Raining Cat’s and Dogs
Houses had thatched roofs, thick with straw, piled high, with no wood underneath. It was the only place for animals to get warm with the weather was cold, so all the dogs, cats and other small animals such as mice, and bugs, lived in the roof. When it rained it became slippery and sometimes the animals would slip and fall off the roof. From this we get the saying “It’s raining cats and dogs!”
A Canopy Bed
There was nothing to stop things from falling into the house. The was a real problem in the bedroom where bugs and other droppings could make a mess on your nice clean bed. People would make beds with big posts and hang a sheet over the top to give a bit of protection from the falling debris. That’s how canopy beds came into existence.

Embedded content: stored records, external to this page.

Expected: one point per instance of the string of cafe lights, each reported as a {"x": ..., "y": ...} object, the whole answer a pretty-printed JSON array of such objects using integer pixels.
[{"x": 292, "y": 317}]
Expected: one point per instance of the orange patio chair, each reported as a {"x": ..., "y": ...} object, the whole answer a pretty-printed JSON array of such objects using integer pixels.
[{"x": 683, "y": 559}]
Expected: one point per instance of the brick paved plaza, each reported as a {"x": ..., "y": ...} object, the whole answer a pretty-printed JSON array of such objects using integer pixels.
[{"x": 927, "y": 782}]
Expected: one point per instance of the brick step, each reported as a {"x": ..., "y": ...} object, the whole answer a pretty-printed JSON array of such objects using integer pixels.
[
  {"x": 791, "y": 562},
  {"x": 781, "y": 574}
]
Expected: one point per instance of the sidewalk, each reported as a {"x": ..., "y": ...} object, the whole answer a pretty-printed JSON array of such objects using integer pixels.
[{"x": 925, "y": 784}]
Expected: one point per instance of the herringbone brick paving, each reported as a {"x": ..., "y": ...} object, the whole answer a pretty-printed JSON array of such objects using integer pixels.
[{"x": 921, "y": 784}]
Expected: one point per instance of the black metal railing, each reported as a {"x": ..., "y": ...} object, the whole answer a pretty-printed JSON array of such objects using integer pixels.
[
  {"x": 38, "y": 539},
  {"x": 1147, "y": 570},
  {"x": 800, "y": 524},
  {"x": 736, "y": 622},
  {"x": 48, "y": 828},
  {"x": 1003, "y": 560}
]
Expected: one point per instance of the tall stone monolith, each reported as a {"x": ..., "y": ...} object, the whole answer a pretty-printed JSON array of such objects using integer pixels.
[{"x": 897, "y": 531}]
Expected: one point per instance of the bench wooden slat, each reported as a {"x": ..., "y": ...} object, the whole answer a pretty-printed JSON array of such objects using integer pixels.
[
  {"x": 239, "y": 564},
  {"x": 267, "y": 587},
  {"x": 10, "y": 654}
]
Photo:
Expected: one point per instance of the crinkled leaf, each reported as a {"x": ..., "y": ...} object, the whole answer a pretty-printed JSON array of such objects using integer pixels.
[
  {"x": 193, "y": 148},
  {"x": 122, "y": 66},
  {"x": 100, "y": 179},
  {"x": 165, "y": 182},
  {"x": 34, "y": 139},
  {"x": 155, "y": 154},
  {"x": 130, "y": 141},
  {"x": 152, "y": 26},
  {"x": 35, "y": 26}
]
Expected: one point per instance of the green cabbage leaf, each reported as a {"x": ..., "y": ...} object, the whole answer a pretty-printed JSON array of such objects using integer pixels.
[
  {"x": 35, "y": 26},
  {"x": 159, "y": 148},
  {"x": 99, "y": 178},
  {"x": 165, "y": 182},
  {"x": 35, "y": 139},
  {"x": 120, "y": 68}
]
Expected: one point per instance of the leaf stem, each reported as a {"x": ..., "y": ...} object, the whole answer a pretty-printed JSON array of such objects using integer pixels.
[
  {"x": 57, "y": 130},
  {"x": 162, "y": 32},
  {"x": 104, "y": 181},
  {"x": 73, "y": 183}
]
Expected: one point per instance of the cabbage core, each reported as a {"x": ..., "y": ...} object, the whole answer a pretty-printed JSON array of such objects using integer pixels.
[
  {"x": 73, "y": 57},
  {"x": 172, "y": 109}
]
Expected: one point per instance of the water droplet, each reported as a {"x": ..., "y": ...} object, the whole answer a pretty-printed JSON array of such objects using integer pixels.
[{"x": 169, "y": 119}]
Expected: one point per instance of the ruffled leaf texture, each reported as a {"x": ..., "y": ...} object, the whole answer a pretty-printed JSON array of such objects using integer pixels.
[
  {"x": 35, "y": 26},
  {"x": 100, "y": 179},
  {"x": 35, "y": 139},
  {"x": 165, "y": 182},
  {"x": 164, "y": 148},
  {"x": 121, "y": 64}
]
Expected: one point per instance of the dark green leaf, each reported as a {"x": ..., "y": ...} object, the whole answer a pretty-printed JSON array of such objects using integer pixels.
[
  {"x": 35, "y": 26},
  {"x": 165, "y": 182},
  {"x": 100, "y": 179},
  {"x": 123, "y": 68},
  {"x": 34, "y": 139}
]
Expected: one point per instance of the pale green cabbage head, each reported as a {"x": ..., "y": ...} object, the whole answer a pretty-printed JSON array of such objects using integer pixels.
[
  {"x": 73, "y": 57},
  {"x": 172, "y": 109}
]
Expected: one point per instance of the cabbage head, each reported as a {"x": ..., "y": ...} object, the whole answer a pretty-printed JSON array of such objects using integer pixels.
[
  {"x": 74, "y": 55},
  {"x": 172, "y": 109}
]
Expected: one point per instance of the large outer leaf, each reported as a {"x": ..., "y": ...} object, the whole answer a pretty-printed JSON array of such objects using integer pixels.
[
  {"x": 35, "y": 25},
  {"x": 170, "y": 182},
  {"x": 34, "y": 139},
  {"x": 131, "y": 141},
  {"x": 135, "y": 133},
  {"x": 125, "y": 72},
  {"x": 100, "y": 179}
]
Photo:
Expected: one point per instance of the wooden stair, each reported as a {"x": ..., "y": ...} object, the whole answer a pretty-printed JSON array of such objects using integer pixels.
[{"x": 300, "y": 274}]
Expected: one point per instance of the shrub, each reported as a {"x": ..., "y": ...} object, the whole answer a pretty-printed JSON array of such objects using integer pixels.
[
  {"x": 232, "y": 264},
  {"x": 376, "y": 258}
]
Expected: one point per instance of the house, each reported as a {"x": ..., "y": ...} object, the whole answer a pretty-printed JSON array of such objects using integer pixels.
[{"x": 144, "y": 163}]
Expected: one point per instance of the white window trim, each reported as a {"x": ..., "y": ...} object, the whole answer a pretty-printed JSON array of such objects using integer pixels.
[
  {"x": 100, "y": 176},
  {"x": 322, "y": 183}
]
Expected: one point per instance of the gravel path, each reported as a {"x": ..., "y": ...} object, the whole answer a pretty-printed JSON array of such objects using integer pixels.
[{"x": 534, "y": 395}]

The floor was made of dirt. Only the very wealthy had something other than a dirt floor and therefore those with dirt floors were “dirt poor” . The wealthy had slate floors that would get slippery in the winter when wet, so they would spread thresh (straw) on the floor to help keep their footing. As the winter wore on they could continue to add more straw or thresh as it was called, until it would start slipping outside when the door was pushed open. A piece of wood was placed in the entrance and so the term “threshold” was born.
How many of you remember the rhyme “Peas porridge hot, peas porridge cold, peas porridge in the pot, nine days old”?
In the old days, they cooked in the kitchen with a big kettle that would hang over the fire. Every day they would light the fire and add things to the pot. They mostly ate vegetables and did not get much meat. They would eat the stew for dinner, leaving leftovers in the pot to get cold overnight and then start over the next day. Sometimes the stew had food in it and it had been there for quite awhile, hence the rhyme.
Chewing the Fat
Occasionally they were able to obtain pork, which made them feel quite special. When visitors would come, they would hang up their bacon to show off. It was a sign of wealth that a man “could bring home the bacon” They would cut off a little to share with guest and would all sit around and “chew the fat”.
Tomatoes were Poisonous
People with money had plates made of pewter. Food with a high acid content would cause some of the lead to leach onto the food and cause lead poisoning and death. This happened most often with tomatoes, so for the next 400 years or so, tomatoes were consider poisonous.
Most people did not have pewter plates but rather trenchers, which was a piece of wood with the middle scooped out like a bowl. Often trenchers were made from stale bread that was so old and hard they could be used for quite some time. Trenchers were never washed and would and mold got into the wood and old bread. After eating of wormy, moldy trenchers one would get what they called “trench mouth”.
Bread was divided according to status. Workers would get the burnt bottom of the loaf, and the family got the middle. Guest would get the top or the “upper crust” .
I hope you’ve enjoyed a little trip back in time. Next time you want to complain stop and think how it “could be” or how it “was”. It’s amazing so many survived to leave a heritage. If you’ve enjoyed this or know of where an old time saying originated…please share with us in the comments!